The Lighter Side of Murder

A good crime fiction/mystery is, first and foremost, centered around the crime. As it should be. That’s what separates the genre from other genres. There’s also, though, an important place for wit and humor in the genre. Of course, a good mystery doesn’t require humor, but when it is there, it adds spice to the story and makes the characters more likeable. I think most of us find people with good senses of humor appealing.

Sometimes the humor is in the characters themselves. Agatha Christie’s Ariadne Oliver, for instance, is, in many ways, a humorous character. In fact, many people have argued that Ariadne Oliver was Christie’s own parody of herself. Oliver is sometimes befuddled, and has an almost comical habit of suspecting first one and then another character in the novels in which she appears. She is always experimenting with new hairstyles, and her habit of eating (and spilling) apples adds physical humor to her character. We can see this when she tosses an apple core out the window of her car, nearly hitting Hercule Poirot with it, early in Mrs. McGinty’s Dead. In Hallowe’en Party, Oliver’s description of how she met her hostess, Judith Butler, involves a very funny story of her falling into the sea when she misjudged the distance between the shore and the boat she was boarding. However, Oliver is also a shrewd judge of people and sometimes has an uncanny knack of finding out important clues and making important deductions. Throughout the novels in which she appears, we can also see the respect that Poirot has for her.

Another humorous character, Mom, livens up James Yaffe’s series featuring Dave, a Bronx, NY detective who, in later novels, moves to a small Colorado town. Mom, Dave’s mother, is a traditional Jewish mother whose habit of trying to run Dave’s life is as funny as the things she says. Here’s an example from A Nice Murder for Mom. In this scene, Mom is describing modern music:


Today everybody’s yelling, but who can figure out what the words are? It’s like this
younger generation is afraid of sex. You think maybe that’s why the population isn’t exploding any more?”

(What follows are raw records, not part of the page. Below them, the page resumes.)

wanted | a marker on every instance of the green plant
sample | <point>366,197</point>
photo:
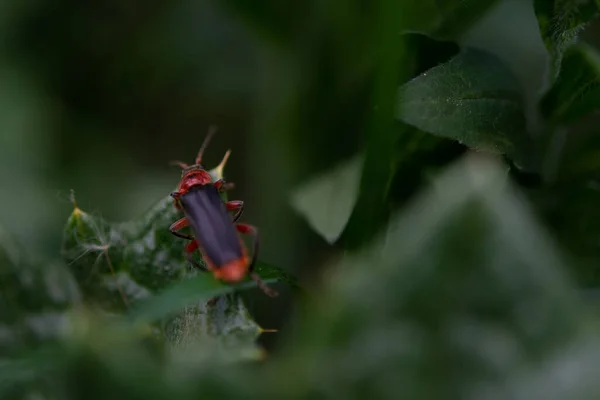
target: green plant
<point>468,227</point>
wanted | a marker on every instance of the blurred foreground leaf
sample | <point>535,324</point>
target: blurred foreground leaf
<point>560,22</point>
<point>473,98</point>
<point>464,296</point>
<point>446,19</point>
<point>576,93</point>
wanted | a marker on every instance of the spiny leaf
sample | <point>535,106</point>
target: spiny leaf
<point>463,289</point>
<point>223,331</point>
<point>34,296</point>
<point>473,99</point>
<point>576,93</point>
<point>560,22</point>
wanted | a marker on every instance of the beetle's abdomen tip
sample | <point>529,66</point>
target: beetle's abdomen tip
<point>233,271</point>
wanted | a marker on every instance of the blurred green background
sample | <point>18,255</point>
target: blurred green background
<point>98,97</point>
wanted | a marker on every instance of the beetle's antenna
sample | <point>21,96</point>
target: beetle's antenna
<point>181,164</point>
<point>218,170</point>
<point>211,131</point>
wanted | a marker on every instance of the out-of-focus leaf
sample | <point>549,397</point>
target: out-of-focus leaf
<point>463,296</point>
<point>571,212</point>
<point>576,93</point>
<point>560,22</point>
<point>176,297</point>
<point>473,99</point>
<point>446,19</point>
<point>393,64</point>
<point>327,201</point>
<point>269,272</point>
<point>34,296</point>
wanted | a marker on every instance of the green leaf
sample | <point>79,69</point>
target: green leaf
<point>116,263</point>
<point>223,331</point>
<point>576,93</point>
<point>139,266</point>
<point>327,200</point>
<point>560,22</point>
<point>473,98</point>
<point>445,19</point>
<point>462,296</point>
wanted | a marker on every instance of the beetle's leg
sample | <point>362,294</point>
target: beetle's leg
<point>189,251</point>
<point>180,224</point>
<point>237,206</point>
<point>251,230</point>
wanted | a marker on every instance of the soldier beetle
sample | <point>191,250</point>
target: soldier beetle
<point>214,231</point>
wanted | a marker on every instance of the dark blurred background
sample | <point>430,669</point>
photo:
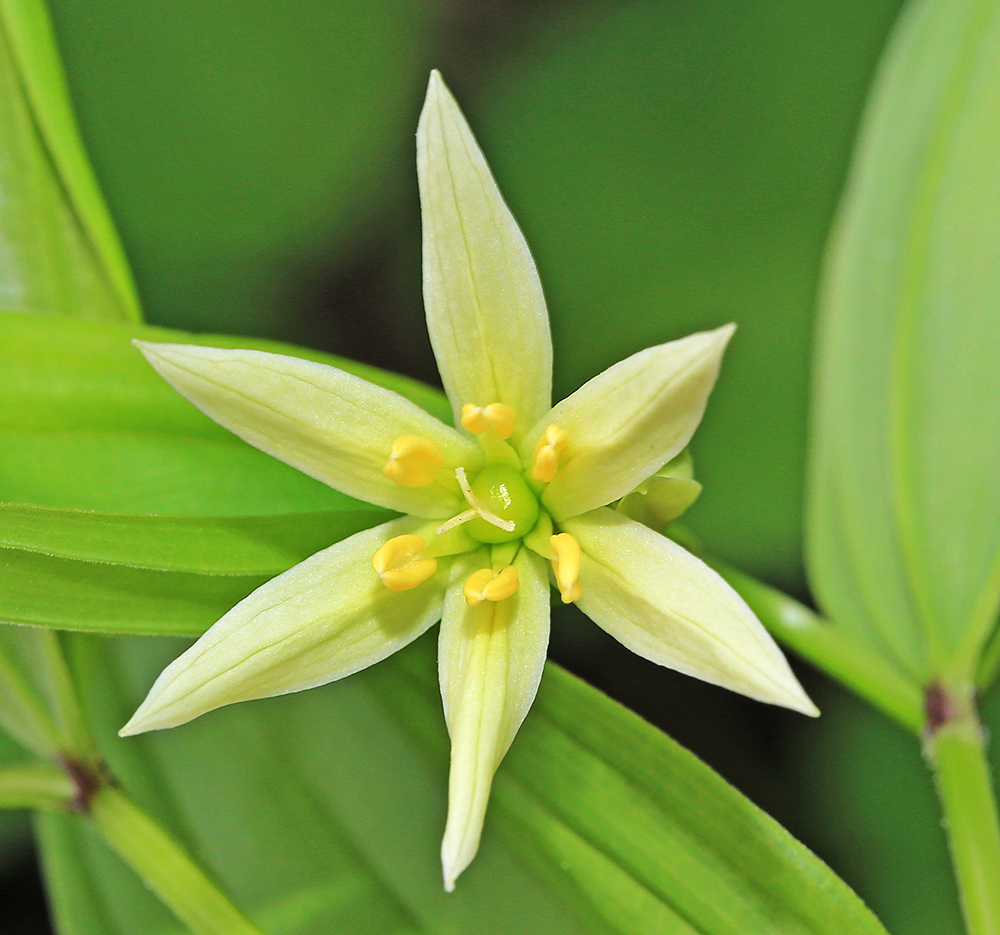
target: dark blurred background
<point>675,165</point>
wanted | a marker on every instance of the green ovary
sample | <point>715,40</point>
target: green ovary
<point>504,491</point>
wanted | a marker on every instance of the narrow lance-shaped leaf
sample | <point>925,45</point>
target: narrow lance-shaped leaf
<point>600,825</point>
<point>60,252</point>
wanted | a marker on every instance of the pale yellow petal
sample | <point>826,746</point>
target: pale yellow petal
<point>485,310</point>
<point>325,618</point>
<point>490,659</point>
<point>630,420</point>
<point>671,608</point>
<point>327,423</point>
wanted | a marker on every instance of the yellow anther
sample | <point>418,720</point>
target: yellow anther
<point>412,460</point>
<point>566,565</point>
<point>487,585</point>
<point>496,416</point>
<point>547,450</point>
<point>399,565</point>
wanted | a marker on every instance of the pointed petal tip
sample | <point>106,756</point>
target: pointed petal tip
<point>793,696</point>
<point>452,868</point>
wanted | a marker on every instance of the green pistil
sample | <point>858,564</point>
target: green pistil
<point>504,491</point>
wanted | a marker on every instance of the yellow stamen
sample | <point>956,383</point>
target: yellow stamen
<point>566,565</point>
<point>496,416</point>
<point>399,565</point>
<point>412,460</point>
<point>547,450</point>
<point>487,585</point>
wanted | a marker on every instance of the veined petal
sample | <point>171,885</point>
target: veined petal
<point>326,423</point>
<point>671,608</point>
<point>629,421</point>
<point>327,617</point>
<point>485,310</point>
<point>490,659</point>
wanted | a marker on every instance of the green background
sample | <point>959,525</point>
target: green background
<point>675,165</point>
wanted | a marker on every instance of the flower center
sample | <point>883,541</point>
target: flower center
<point>502,491</point>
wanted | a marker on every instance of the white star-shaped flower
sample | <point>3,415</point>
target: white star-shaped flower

Yaffe is by no means the only author whose dialogue is funny. Several other mystery authors have that gift of wit. Janet Evanovich writes sassy, funny dialogue richly flavored with New Jersey urban attitude. Here’s an example from To the Nines, in her Stepahnie Plum series:

“Morelli had a coffee cup in his hand. ‘You really tied one on last night.’

‘Did I make an idiot of myself?’
‘Honey, you were at a dinner party with my family. On your best day you couldn’t even
compete in the idiot contest.’

Other mystery authors weave humor throughout their novels. Laurien Berenson’s writing is an example, Her Melanie Travis series, which is told from Travis’ point of view, crackles with witty descriptions and sometimes self-deprecating humor. Here’s an example from Doggy Day Camp:

“Once upon a time when I was younger and more foolish, I thought that new puppies and
new babies had a lot in common. I must have been deluded, or maybe just oversimplifying. Because now it’s clear to me that I was insanely wrong.”

Some mystery writers, of course, don’t focus on humor. They have other, equally important skills. My writing is in that category. I don’t have the sense of timing and snappy sense of humor that allows for easy wit in my novels, and I’ve never thought that forced humor was funny. However, I do try to lighten things up, so to speak. I like to use humor when I give names to places. For instance, two restaurants that figure in B-Very Flat are The Alarm Clock (a coffee shop/café) and The Garden of Eatin’ (a gourmet specialty food store). I also like my characters to have a sense of humor, so I avoid stilted dialogue. I admire those who have the gift of wit; it can add much to a mystery novel.

How do you feel about humor? Does it detract from the suspense of a mystery novel? Does it add to the novel? Who are your favorite humorous mystery novelists?